I wrote this a few weeks ago, but never stuck it up:
I'm reading Joel on Software at the moment. It's quite
interesting, and I'll no doubt review it at the appropriate
juncture. What I have noticed, however, is how product-focussed he
is. With user interfaces and stuff. We don't really do that. While we
kind of have users, we really have people who interface with our code,
and in the distance we have the angry shouts of actual end users. In
other words, we are doing Enterprise Middleware Development. It's that
polysyllabic. We're also not coding for the long term - the codebase
isn't static and requirements are always changing. Anyway, I thought
I'd share some of the thoughts I've had:
- You'll never reach consensus. If it's a big system, made
of multiple groups, there's never going to be a complete top to bottom
focus, with everyone understanding everything else. If you could, it
wouldn't be a big system, and you wouldn't need all the groups. If
someone's trying to get the big picture, this may not be a bad thing,
but beware missing all the important details. It's the n-squared
communications path thing. So, instead you'll go for 'abstraction',
and you'll have to cope with different groups not really knowing what
each other are doing, and all taking different approaches.

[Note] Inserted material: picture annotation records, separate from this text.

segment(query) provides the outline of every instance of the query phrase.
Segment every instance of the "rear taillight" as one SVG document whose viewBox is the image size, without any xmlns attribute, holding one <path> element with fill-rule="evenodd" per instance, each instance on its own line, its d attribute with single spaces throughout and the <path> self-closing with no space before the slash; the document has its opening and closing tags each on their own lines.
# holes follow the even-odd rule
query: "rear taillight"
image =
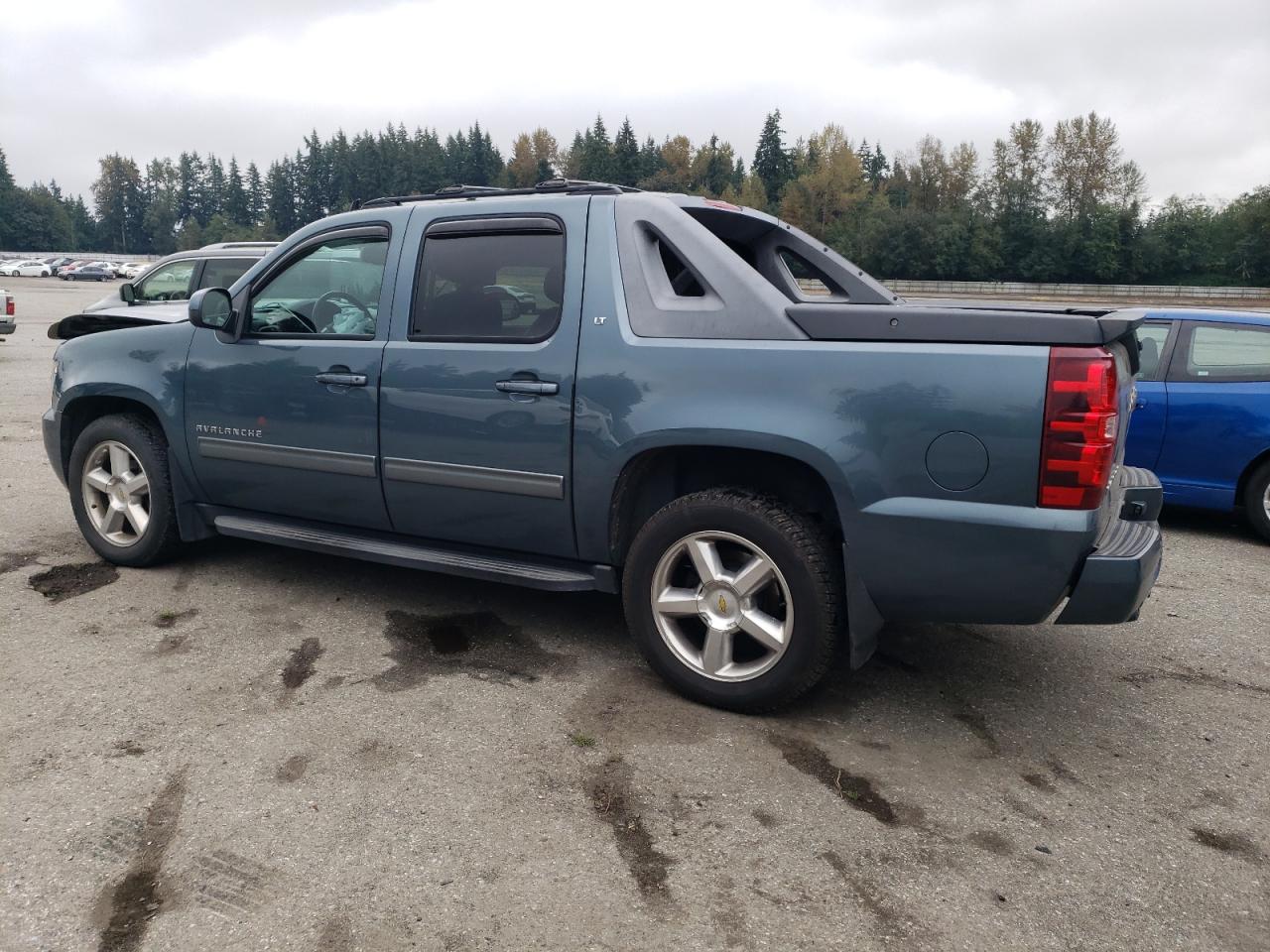
<svg viewBox="0 0 1270 952">
<path fill-rule="evenodd" d="M 1119 425 L 1115 358 L 1100 347 L 1052 348 L 1038 505 L 1097 509 L 1111 479 Z"/>
</svg>

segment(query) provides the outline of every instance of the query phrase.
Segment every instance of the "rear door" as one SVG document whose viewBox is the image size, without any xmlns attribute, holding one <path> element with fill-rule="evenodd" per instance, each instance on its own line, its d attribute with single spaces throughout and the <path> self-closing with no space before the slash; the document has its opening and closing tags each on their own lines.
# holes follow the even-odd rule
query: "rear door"
<svg viewBox="0 0 1270 952">
<path fill-rule="evenodd" d="M 1135 380 L 1138 401 L 1129 418 L 1129 439 L 1124 461 L 1129 466 L 1154 470 L 1168 421 L 1168 391 L 1165 376 L 1177 339 L 1175 321 L 1147 321 L 1137 330 L 1142 348 L 1140 369 Z"/>
<path fill-rule="evenodd" d="M 1157 473 L 1170 501 L 1231 508 L 1270 448 L 1270 325 L 1182 321 Z"/>
<path fill-rule="evenodd" d="M 389 528 L 378 386 L 399 248 L 387 225 L 314 235 L 239 293 L 239 340 L 194 333 L 187 439 L 208 501 Z"/>
<path fill-rule="evenodd" d="M 585 197 L 414 209 L 380 428 L 398 532 L 570 557 Z"/>
</svg>

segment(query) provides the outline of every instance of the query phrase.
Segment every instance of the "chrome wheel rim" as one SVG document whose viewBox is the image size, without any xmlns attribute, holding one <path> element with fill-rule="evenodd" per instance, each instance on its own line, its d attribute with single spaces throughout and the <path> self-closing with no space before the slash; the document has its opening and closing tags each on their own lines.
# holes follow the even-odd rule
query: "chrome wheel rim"
<svg viewBox="0 0 1270 952">
<path fill-rule="evenodd" d="M 740 536 L 685 536 L 658 561 L 650 594 L 662 641 L 710 680 L 758 678 L 789 649 L 789 585 L 775 560 Z"/>
<path fill-rule="evenodd" d="M 112 546 L 135 546 L 150 526 L 150 479 L 136 453 L 108 439 L 93 447 L 80 479 L 84 512 Z"/>
</svg>

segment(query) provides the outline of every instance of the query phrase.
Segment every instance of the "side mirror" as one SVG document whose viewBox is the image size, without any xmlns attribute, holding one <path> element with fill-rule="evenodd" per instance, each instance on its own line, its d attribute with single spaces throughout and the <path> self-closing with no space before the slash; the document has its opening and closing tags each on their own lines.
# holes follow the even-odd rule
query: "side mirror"
<svg viewBox="0 0 1270 952">
<path fill-rule="evenodd" d="M 225 288 L 201 288 L 189 298 L 189 322 L 196 327 L 226 330 L 234 321 L 234 302 Z"/>
</svg>

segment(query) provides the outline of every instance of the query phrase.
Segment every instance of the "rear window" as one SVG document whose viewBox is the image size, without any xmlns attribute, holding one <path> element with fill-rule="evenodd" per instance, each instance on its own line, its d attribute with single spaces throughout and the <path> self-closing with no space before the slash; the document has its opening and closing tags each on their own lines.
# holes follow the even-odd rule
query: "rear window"
<svg viewBox="0 0 1270 952">
<path fill-rule="evenodd" d="M 1198 325 L 1186 354 L 1186 374 L 1196 380 L 1270 381 L 1270 327 Z"/>
</svg>

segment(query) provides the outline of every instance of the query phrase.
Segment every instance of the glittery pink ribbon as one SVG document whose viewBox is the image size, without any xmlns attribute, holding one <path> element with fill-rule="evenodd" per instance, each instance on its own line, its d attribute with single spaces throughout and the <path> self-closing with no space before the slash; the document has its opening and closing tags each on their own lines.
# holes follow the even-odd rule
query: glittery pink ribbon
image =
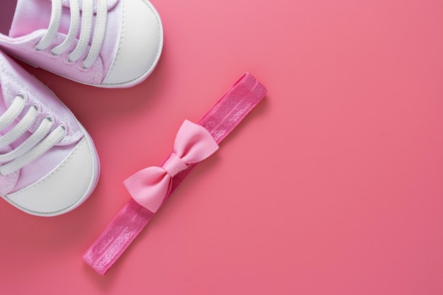
<svg viewBox="0 0 443 295">
<path fill-rule="evenodd" d="M 217 144 L 237 126 L 265 93 L 265 88 L 249 73 L 246 73 L 197 122 L 197 124 L 205 130 L 185 121 L 184 128 L 188 130 L 185 134 L 189 134 L 183 137 L 179 131 L 174 150 L 160 167 L 146 168 L 156 171 L 148 173 L 149 180 L 146 180 L 146 170 L 144 169 L 125 181 L 133 198 L 84 254 L 84 261 L 98 274 L 104 275 L 190 171 L 200 161 L 217 150 Z M 210 134 L 212 139 L 204 134 Z M 186 137 L 188 138 L 183 139 Z M 205 139 L 196 139 L 199 137 Z M 198 147 L 200 144 L 205 147 Z M 178 147 L 180 145 L 183 146 L 181 150 L 181 147 Z M 192 154 L 189 154 L 189 149 L 194 149 Z M 160 183 L 162 184 L 159 184 Z"/>
</svg>

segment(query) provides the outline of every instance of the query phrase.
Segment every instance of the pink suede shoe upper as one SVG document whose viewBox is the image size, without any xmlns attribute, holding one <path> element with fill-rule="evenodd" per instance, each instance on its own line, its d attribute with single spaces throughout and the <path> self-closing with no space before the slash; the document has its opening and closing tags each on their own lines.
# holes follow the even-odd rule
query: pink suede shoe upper
<svg viewBox="0 0 443 295">
<path fill-rule="evenodd" d="M 37 158 L 13 173 L 0 175 L 0 195 L 32 214 L 53 216 L 70 211 L 89 196 L 98 179 L 98 158 L 92 140 L 52 92 L 0 52 L 0 118 L 12 108 L 18 98 L 24 101 L 23 110 L 2 127 L 0 140 L 14 133 L 14 128 L 25 120 L 30 109 L 36 110 L 35 118 L 19 137 L 0 145 L 0 156 L 28 142 L 39 132 L 43 120 L 50 122 L 50 127 L 36 144 L 42 144 L 45 139 L 60 127 L 64 132 L 59 141 Z M 29 146 L 29 151 L 33 151 L 34 146 Z M 0 170 L 13 160 L 0 161 Z M 80 170 L 84 175 L 79 173 Z"/>
<path fill-rule="evenodd" d="M 98 58 L 91 66 L 85 68 L 82 63 L 91 44 L 94 38 L 99 39 L 93 36 L 97 30 L 98 1 L 106 0 L 93 1 L 89 44 L 81 57 L 74 62 L 68 57 L 75 50 L 83 29 L 81 22 L 85 13 L 81 4 L 76 40 L 62 54 L 54 54 L 51 51 L 67 39 L 72 25 L 70 22 L 73 11 L 69 0 L 62 1 L 57 33 L 50 46 L 44 50 L 37 50 L 35 46 L 48 31 L 53 13 L 52 3 L 50 0 L 18 0 L 15 8 L 6 7 L 0 12 L 0 48 L 35 66 L 86 84 L 121 88 L 140 83 L 154 70 L 161 52 L 163 30 L 157 12 L 145 0 L 107 1 L 103 45 Z M 13 13 L 12 20 L 11 13 Z M 2 14 L 6 16 L 1 18 Z"/>
</svg>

- Be language/compiler compatible So, lots of different
groups, noone fully understands everyone else... a big way this will
hit you is that different people will probably be using different
compilers, or even different languages. Don't pretend there's a
standard, since it'll just screw you even more when people finally
diverge (we've got at least 4 compilers for C++ alone, let alone the
number of versions of STL). This will probably mean your interface is
going to be very sparse and low-level. Most interfaces tend to be
reminiscent of COM.
- Yes, your code will mostly be interface. A corollary of the
language independence and general loose-coupling and abstraction
between layers is that most of the code you write will end up being
boilerplate interface fluff around simple functionality. Yes it sucks,
get over it. This does have various knock-on effects, though....
- Minimise the number of layers. More layers is good, right?

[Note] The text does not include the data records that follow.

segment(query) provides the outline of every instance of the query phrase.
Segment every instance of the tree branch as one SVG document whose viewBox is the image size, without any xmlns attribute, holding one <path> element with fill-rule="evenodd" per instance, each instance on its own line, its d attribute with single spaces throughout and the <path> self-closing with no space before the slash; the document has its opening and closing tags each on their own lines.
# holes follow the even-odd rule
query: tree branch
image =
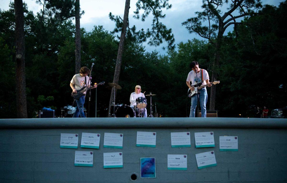
<svg viewBox="0 0 287 183">
<path fill-rule="evenodd" d="M 229 22 L 229 23 L 227 24 L 226 25 L 224 26 L 224 27 L 223 27 L 223 29 L 222 32 L 224 33 L 224 32 L 225 31 L 225 29 L 226 29 L 226 28 L 227 28 L 227 27 L 228 27 L 230 25 L 231 25 L 232 24 L 234 24 L 234 25 L 242 25 L 243 24 L 244 24 L 241 22 Z"/>
<path fill-rule="evenodd" d="M 239 5 L 241 4 L 241 3 L 242 3 L 244 0 L 240 0 L 239 1 L 238 1 L 238 3 L 236 5 L 234 5 L 234 6 L 233 7 L 230 9 L 228 11 L 224 13 L 224 15 L 223 16 L 222 16 L 222 17 L 221 17 L 223 20 L 224 20 L 226 17 L 227 17 L 229 15 L 231 14 L 238 7 Z M 235 3 L 235 2 L 234 2 Z"/>
<path fill-rule="evenodd" d="M 223 23 L 224 25 L 225 25 L 229 22 L 230 22 L 232 20 L 233 20 L 236 19 L 238 18 L 240 18 L 241 17 L 245 17 L 245 16 L 247 16 L 248 15 L 262 15 L 263 14 L 261 13 L 246 13 L 241 15 L 238 15 L 238 16 L 235 16 L 235 17 L 233 17 L 231 14 L 230 14 L 229 15 L 230 15 L 231 17 L 231 18 L 228 19 L 226 21 L 224 22 Z"/>
</svg>

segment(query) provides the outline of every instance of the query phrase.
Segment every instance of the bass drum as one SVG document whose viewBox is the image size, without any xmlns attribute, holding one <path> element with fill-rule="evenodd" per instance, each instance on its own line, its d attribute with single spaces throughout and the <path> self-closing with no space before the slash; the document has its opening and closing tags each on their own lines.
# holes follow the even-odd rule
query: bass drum
<svg viewBox="0 0 287 183">
<path fill-rule="evenodd" d="M 135 117 L 135 112 L 129 106 L 125 105 L 118 108 L 116 111 L 117 118 Z"/>
</svg>

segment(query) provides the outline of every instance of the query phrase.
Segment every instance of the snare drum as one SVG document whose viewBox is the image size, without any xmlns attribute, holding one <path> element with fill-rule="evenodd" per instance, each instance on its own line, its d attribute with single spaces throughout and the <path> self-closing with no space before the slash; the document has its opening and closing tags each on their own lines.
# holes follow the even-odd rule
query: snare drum
<svg viewBox="0 0 287 183">
<path fill-rule="evenodd" d="M 116 111 L 116 117 L 117 118 L 126 118 L 128 116 L 129 118 L 135 117 L 135 112 L 128 105 L 125 105 L 121 106 Z"/>
<path fill-rule="evenodd" d="M 146 107 L 146 99 L 142 97 L 138 97 L 135 99 L 137 102 L 137 107 L 142 109 Z"/>
</svg>

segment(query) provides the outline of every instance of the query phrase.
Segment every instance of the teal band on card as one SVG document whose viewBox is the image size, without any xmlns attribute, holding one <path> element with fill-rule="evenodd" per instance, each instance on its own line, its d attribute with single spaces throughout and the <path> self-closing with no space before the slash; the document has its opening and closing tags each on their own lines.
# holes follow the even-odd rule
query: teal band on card
<svg viewBox="0 0 287 183">
<path fill-rule="evenodd" d="M 123 165 L 114 165 L 113 166 L 104 166 L 104 168 L 122 168 Z"/>
<path fill-rule="evenodd" d="M 75 166 L 93 166 L 92 164 L 78 164 L 77 163 L 75 164 Z"/>
<path fill-rule="evenodd" d="M 168 170 L 187 170 L 187 168 L 167 168 Z"/>
<path fill-rule="evenodd" d="M 215 147 L 215 145 L 202 145 L 200 146 L 195 146 L 196 148 L 199 147 Z"/>
<path fill-rule="evenodd" d="M 220 149 L 220 151 L 238 151 L 238 149 Z"/>
<path fill-rule="evenodd" d="M 105 148 L 115 148 L 116 149 L 122 149 L 122 146 L 104 146 Z"/>
<path fill-rule="evenodd" d="M 176 146 L 171 146 L 171 147 L 190 147 L 191 146 L 190 145 L 179 145 Z"/>
<path fill-rule="evenodd" d="M 217 164 L 216 163 L 215 164 L 210 164 L 209 165 L 206 165 L 206 166 L 200 166 L 199 167 L 198 167 L 198 169 L 202 169 L 203 168 L 205 168 L 206 167 L 209 167 L 210 166 L 217 166 Z"/>
<path fill-rule="evenodd" d="M 60 148 L 69 148 L 70 149 L 77 149 L 77 146 L 60 146 Z"/>
<path fill-rule="evenodd" d="M 146 145 L 145 144 L 137 144 L 137 147 L 155 147 L 155 145 Z"/>
<path fill-rule="evenodd" d="M 84 148 L 92 148 L 92 149 L 98 149 L 98 146 L 84 146 L 84 145 L 81 145 L 80 146 L 81 147 L 82 147 Z"/>
</svg>

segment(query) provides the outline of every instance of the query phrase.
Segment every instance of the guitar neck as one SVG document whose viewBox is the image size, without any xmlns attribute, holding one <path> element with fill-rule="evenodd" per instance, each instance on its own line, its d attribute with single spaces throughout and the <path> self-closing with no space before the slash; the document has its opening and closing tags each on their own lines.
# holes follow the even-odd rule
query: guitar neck
<svg viewBox="0 0 287 183">
<path fill-rule="evenodd" d="M 101 84 L 100 83 L 98 83 L 96 85 L 97 86 L 98 86 L 98 85 L 99 85 L 100 84 L 101 85 L 102 84 Z M 90 89 L 92 89 L 93 88 L 96 88 L 94 86 L 94 85 L 90 87 L 90 88 L 88 88 L 88 90 L 90 90 Z M 85 92 L 86 91 L 86 89 L 85 89 L 84 90 L 83 90 L 82 91 L 81 91 L 81 92 L 81 92 L 82 93 L 83 93 L 84 92 Z"/>
<path fill-rule="evenodd" d="M 212 84 L 213 84 L 213 82 L 212 82 L 211 83 L 211 83 L 211 84 L 212 85 Z M 208 85 L 207 84 L 207 85 L 202 85 L 201 86 L 200 86 L 200 87 L 198 87 L 198 89 L 199 90 L 200 90 L 200 89 L 201 89 L 202 88 L 204 88 L 204 87 L 207 87 L 207 85 Z"/>
</svg>

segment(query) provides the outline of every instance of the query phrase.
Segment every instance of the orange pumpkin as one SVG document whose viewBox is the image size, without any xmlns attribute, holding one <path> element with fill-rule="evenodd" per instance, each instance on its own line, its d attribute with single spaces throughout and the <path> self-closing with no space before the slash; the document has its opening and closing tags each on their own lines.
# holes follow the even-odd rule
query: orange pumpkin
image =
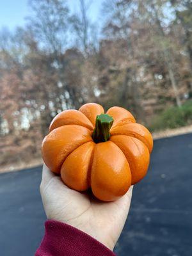
<svg viewBox="0 0 192 256">
<path fill-rule="evenodd" d="M 151 134 L 129 111 L 113 107 L 104 114 L 88 103 L 54 117 L 42 152 L 68 187 L 91 188 L 97 198 L 113 201 L 146 175 L 152 147 Z"/>
</svg>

Looser coupling, more stratification, blah, blah? No! You've only got
the layers because it's too big to stick in your head otherwise - it's
a necessity, not something you want. More layers equals more
interface, more bloat. The end user wants a complex new feature from
the bottom layer? Well, you'll have to stick it in every single
layer.... This is not to say that the design should not be
layered. I'm saying the number of political domains should be
minimised. Fewer layers gives fewer meetings. You can keep the class
hierarchy just as big (although you might want to bin a few pointless
proxy classes).
- Data-driven, for great justice! When you're the filling of
a systems sandwich, you want to be data-driven. It means your
interfaces should change less (see below), configuration is simplified
(ditto), plug-ins work better (again) and it improves version
compatability (yadda yadda). If everyone does this, you should be able
to expose features from the layer below to the layer above in an
automated fashion. Yay.
- Synchronising releases? Hahahaha. You want to release
multiple layers of your software stack at the same time? Yes, very
funny. Don't. A requirement for releasing multiple parts
simultaneously is generally a sign that you've screwed something up
big-time. It's just going to make debugging worse as everything has
changed, you're going to compound your schedule problems, and
generally you're sticking a big pile of risk together. If you're going
to do this, you need to allow a lot of time for
integration. Better still, don't do it.
- You need version-safe interfaces. So, if you're not
releasing the entire world at once, you need to be able to upgrade a
single component at a time. Welcome to version-safe
interfaces. Generally, I've nicked stuff from COM here, and it works
pretty well. The outline is to have an extensible interface with
version numbers, which has the ability to expose completely new and
different interfaces if you get bored. You've got to support the old
interfaces, though. Maybe you can retire several-year-old interfaces
that noone uses. Sadly, it generally turns out that someone actually
is still using it (see rollback, below).
- Version compatability, too. A big stack really sucks if
releasing a feature somewhere down the bottom of the stack requires a
release of all other layers to reap the benefits. Being able to have
other components successfully upgrade around yours, even if you don't
know about the new features is generally a good sign. Data-driven
interfaces allow you to expose new stuff you don't even
understand.
- Plug-ins should be pretty abstract, actually. In the last
paragraph, we had different versions of the same software being
swappable. If you have swappable components that meet an interface, do
make them properly swappable, eh? Plug-ins aren't necessarily going to
have 100% overlap in functionality, so the design of a good interface
should abstract away common ground, and provide a flexible way of
accessing the uncommon features. Again, a data-driven interface for
the uncommon features should mean that dropping in a new plug-in and
config file should give you all the features you want. Put another
way: A plug-in system that requires a new release in order to use a
new plug-in isn't a plug-in system at all. It's a waste of time.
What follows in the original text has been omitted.